The Minnesota Public Utilities Commission (PUC) has adopted a “value of solar” approach for determining how community solar customers will be paid for the power the projects produce, according to Midwest Energy News.
The value of solar methodology incorporates external factors such as avoided transmission investments, the health and environmental effects of clean energy, and the extent to which solar power can ease the burden on the electric grid.
Minnesota is the first state in the nation to adopt a value of solar approach for community solar. Prior to Minnesota’s move, Austin Energy is the only utility in the country that used a value of solar calculation.
Community solar has been touted as one of the strongest potential markets for solar power growth, and Minnesota is seen as one of the states with the most potential.
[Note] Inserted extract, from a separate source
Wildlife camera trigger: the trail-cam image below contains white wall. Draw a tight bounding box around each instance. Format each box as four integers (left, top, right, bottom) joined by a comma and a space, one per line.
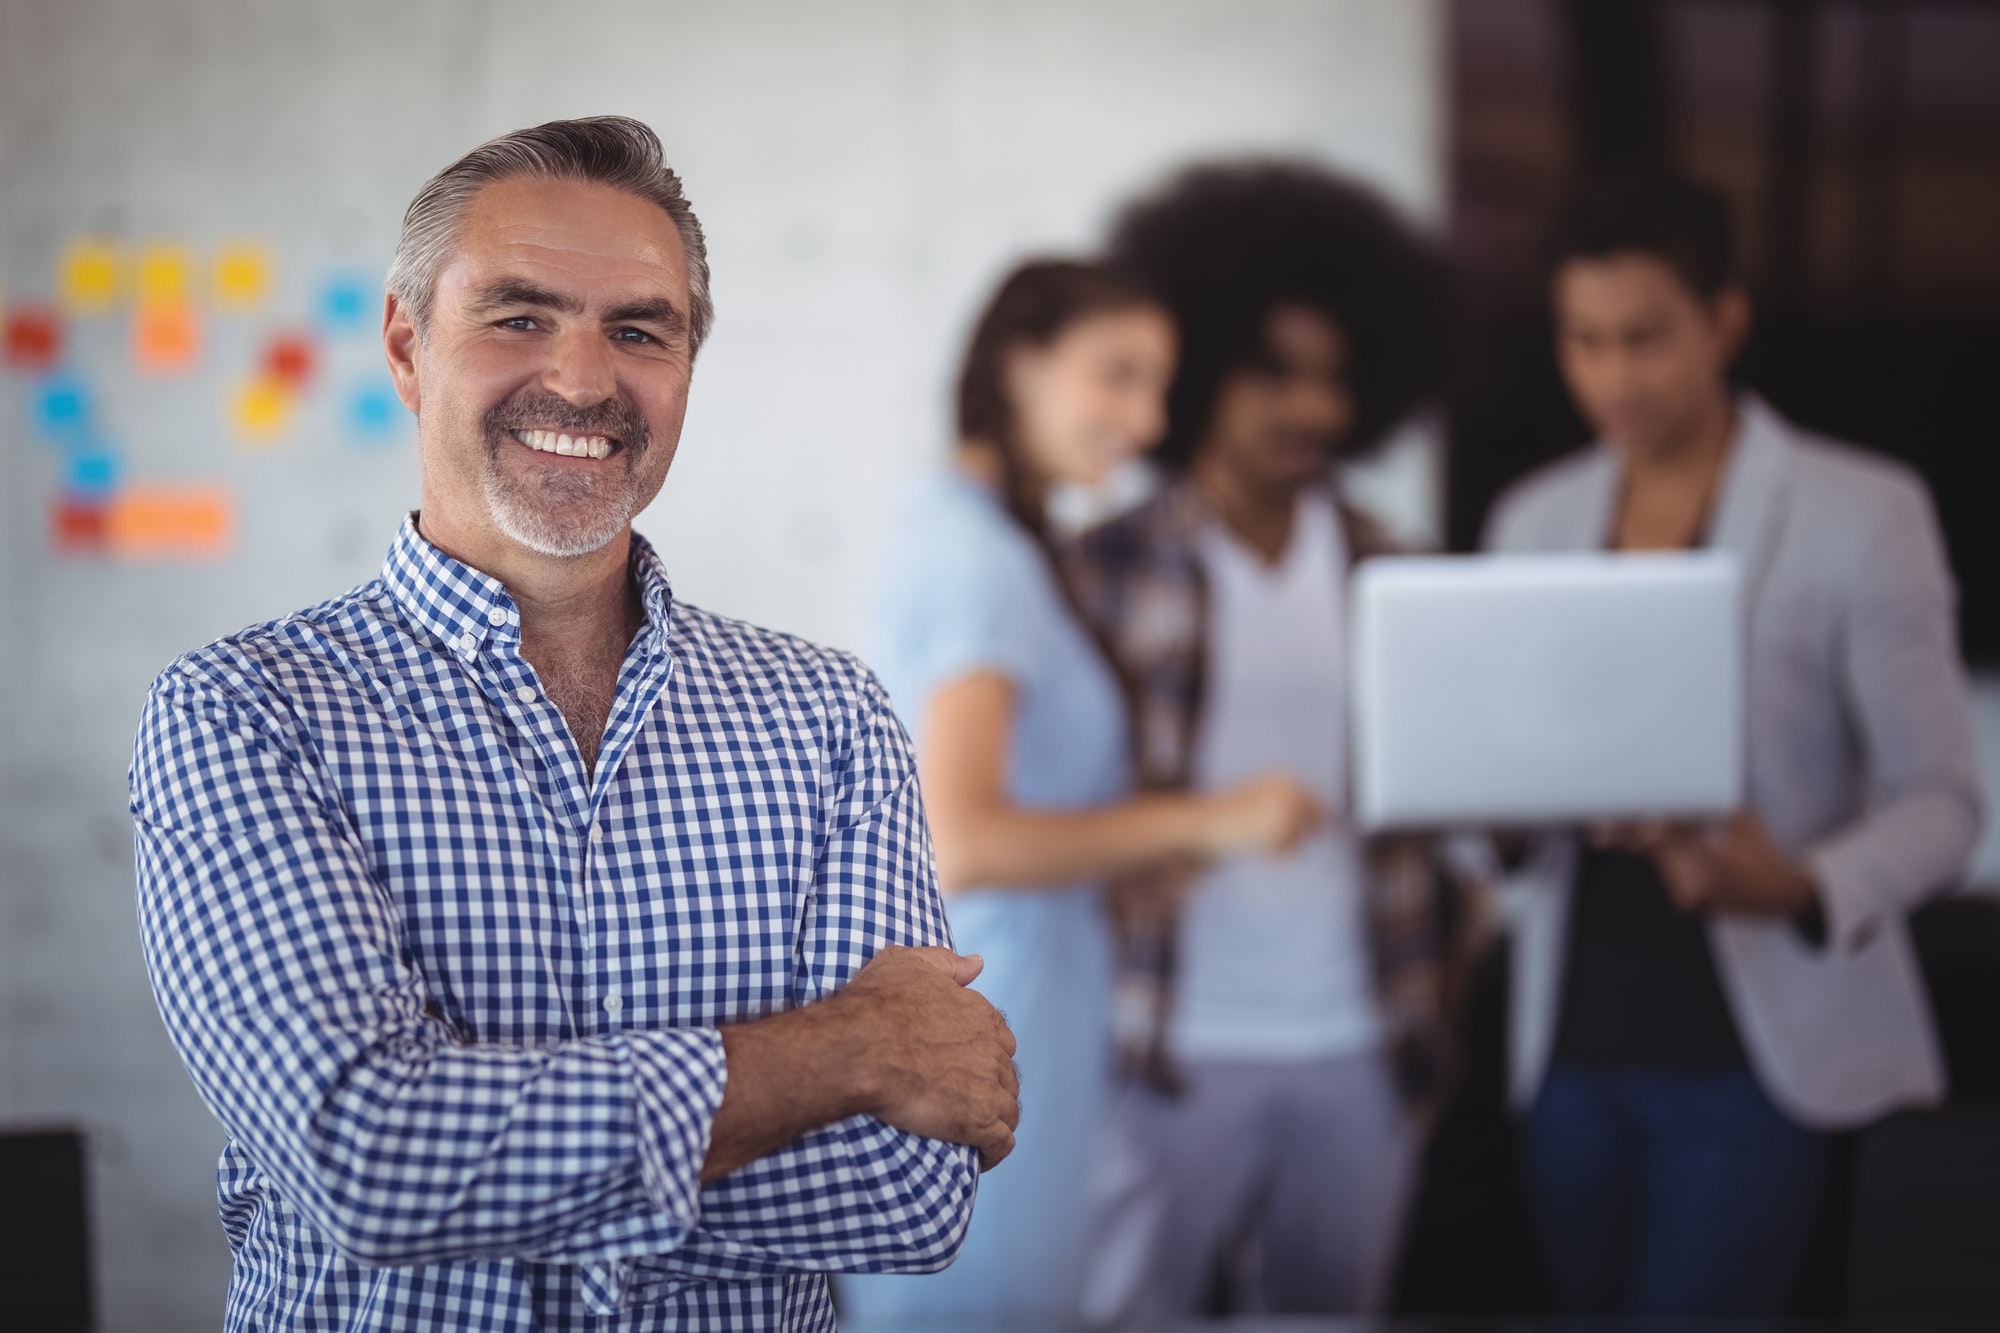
0, 0, 1444, 1320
But the state’s community solar program has faced problems getting established.
In April, an independent engineer appointed by the Minnesota PUC said Xcel Energy was throwing up roadblocks to the development of community solar in the state.
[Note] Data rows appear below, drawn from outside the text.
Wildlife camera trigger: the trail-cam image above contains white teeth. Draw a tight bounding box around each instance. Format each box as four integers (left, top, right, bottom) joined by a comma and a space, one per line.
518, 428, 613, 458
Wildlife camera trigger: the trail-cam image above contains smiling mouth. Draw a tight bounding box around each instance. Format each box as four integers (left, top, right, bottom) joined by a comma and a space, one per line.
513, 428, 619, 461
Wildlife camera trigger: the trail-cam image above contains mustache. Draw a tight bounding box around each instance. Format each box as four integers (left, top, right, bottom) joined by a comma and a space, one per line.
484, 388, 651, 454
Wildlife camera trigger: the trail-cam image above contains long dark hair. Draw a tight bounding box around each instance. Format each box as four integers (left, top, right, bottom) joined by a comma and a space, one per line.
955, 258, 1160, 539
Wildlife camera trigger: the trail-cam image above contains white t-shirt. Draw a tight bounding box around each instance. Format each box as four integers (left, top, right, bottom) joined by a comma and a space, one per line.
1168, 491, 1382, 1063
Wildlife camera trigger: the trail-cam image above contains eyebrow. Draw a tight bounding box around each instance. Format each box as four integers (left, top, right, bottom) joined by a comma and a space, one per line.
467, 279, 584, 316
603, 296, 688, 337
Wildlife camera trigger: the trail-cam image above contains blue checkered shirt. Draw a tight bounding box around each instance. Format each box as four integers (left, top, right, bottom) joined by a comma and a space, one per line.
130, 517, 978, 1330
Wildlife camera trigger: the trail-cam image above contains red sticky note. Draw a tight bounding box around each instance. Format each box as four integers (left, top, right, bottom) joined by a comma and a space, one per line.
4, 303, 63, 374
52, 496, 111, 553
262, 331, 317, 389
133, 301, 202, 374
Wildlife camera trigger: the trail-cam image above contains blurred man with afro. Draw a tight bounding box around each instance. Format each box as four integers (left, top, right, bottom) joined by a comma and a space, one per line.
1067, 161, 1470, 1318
In a blog, environmental advocacy group Fresh Energy said value of solar rates would increase pricing transparency for solar garden customers, stakeholders and regulators while reducing financing costs and improving access to community solar for low and middle income subscribers.
Fresh Energy expects 400 MW to 450 MW of community solar projects to enter service by the end of 2017, policy director Allen Gleckner wrote.
As part of the ruling the PUC also to continue to prohibit co-located gardens and limit the size of them to 1 MW. Originally the community solar program had allowed for the co-location of up to five 1-MW projects.
To date, only three community solar projects, totaling less than 1 MW, have come online in Minnesota. Xcel expects 200 MW of community solar to enter service by the end of 2016, rising to 400 MW to 450 MW by the end of 2017.